C H A P T E R 6 |
This chapter describes how the CMM API indicates changes in the state of the cluster by sending notifications to system services and applications. For more information, see the following topics:
Notifications are information messages sent by the nhcmmd daemon on a node to services or applications registered to receive them. Notifications are sent when there is a change in the membership of the cluster.
In a cluster, the master node is aware of all changes in the state of peer nodes. The cluster state information held by the nhcmmd daemon on the master node is propagated to all peer nodes.
Cluster notifications enable a service or application to maintain an accurate view of the state of the cluster and of the state of any peer node. An application or service can use notifications to coordinate changes in system services when a peer node joins or leaves the cluster.

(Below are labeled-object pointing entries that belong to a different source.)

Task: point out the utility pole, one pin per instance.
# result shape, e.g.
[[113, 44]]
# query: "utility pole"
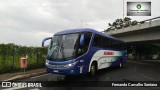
[[123, 14]]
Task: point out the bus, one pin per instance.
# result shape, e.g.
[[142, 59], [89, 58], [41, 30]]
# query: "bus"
[[82, 51]]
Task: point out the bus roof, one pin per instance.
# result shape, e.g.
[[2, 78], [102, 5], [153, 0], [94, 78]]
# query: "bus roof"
[[86, 30]]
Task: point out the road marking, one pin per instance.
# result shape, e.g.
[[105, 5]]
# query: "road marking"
[[41, 75]]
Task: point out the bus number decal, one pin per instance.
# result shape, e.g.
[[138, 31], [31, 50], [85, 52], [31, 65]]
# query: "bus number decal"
[[108, 53]]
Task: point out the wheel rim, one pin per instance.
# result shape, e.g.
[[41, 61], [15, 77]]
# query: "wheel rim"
[[120, 64]]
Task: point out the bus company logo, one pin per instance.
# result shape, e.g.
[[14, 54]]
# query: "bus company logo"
[[138, 8], [108, 53]]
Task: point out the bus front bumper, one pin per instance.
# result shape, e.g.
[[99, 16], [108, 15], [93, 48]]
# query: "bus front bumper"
[[64, 71]]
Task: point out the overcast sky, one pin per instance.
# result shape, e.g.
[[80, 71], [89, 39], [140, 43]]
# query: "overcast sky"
[[27, 22]]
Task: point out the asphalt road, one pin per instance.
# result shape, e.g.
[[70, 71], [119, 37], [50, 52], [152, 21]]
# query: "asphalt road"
[[133, 71]]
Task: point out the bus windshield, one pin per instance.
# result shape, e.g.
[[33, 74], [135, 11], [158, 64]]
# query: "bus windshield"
[[63, 47]]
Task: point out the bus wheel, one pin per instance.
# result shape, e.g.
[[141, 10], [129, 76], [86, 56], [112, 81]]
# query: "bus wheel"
[[93, 69]]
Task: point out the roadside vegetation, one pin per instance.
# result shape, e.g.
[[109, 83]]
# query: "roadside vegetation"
[[10, 55]]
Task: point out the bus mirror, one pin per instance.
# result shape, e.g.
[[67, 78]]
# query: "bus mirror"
[[82, 40], [45, 39]]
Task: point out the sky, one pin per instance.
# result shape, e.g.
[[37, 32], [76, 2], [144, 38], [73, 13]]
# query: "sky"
[[27, 22]]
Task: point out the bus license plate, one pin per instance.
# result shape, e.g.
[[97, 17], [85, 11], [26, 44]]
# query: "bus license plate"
[[55, 71]]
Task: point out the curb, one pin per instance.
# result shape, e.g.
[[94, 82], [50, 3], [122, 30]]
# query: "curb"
[[25, 76]]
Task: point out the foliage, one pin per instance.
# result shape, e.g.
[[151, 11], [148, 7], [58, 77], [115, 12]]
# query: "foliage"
[[10, 55], [120, 23]]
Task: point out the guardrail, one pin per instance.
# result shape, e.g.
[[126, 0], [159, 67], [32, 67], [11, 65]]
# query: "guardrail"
[[150, 19], [140, 22]]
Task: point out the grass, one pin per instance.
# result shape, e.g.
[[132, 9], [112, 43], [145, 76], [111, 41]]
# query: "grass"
[[7, 65]]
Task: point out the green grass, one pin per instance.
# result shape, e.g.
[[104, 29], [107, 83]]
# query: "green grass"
[[7, 65]]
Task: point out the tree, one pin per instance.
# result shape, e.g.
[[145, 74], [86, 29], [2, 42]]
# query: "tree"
[[120, 23]]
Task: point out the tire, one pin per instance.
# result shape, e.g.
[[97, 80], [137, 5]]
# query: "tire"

A single change in the cluster state can cause an application or service to receive several associated cluster change notifications. This can be due to the fact that a change in the membership of one node can effect changes in the membership of several other nodes.
A cluster change notification does not contain any information about the previous role of a node. Therefore, for example, when a callback is invoked with the CMM_MEMBER_LEFT notification, the indicated node could have been in the cluster with no role, or could have had the CMM_MASTER or CMM_VICE_MASTER role.

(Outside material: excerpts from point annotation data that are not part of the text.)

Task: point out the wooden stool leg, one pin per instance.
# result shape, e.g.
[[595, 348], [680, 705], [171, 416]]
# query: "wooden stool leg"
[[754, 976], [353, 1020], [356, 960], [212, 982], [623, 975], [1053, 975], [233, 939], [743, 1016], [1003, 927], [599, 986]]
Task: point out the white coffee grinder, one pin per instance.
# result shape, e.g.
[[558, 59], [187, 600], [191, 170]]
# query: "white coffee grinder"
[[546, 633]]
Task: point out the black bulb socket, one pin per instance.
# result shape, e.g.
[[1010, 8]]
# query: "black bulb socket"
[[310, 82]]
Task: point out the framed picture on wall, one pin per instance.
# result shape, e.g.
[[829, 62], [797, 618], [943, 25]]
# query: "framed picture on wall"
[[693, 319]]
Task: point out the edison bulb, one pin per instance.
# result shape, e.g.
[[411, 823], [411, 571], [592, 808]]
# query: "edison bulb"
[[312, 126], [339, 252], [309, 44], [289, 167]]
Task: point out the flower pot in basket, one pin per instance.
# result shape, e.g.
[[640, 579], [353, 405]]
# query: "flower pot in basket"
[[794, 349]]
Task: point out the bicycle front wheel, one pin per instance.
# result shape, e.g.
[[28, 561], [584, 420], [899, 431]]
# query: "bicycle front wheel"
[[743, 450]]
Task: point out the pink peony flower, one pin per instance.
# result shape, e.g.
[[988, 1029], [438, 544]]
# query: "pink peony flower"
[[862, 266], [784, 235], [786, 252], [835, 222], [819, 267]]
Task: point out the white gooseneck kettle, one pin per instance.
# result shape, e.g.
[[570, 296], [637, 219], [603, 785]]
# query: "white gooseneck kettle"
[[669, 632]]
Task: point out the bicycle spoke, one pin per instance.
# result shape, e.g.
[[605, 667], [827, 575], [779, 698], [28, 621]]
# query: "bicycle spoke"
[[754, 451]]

Several scenarios in which there are changes in the state of the cluster, and the associated notifications sent during these changes, are described in Notifications During Changes in the Cluster State.
For an example of how to retrieve notifications about changes in the cluster state, see EXAMPLE 7-2, EXAMPLE 7-2.
To verify that the nhcmmd daemon is running on your peer nodes, see the Netra High Availability Suite 3.0 1/08 Foundation Services Cluster Administration Guide. For information about the nhcmmd daemon, see the nhcmmd(1M) man page, or for the Linux OS, refer to the nhcmmd(8) man page.
Applications that you write can register a callback function to handle notification messages. The cmm_notify_t callback receives the cluster membership change (cmc) callback function. The cmm_cmc_register function takes the service or application data and this callback function. You must provide relevant data when registering. The code in EXAMPLE 6-1 details the related structure, called the cmm_cmc_notification_t structure.
typedef struct { cmm_cmchanges_t cmchange; cmm_nodeid_t nodeid; } cmm_cmc_notification_t; |
The fields in this structure detail the cluster change and specify the node concerned. These fields are described in TABLE 6-1.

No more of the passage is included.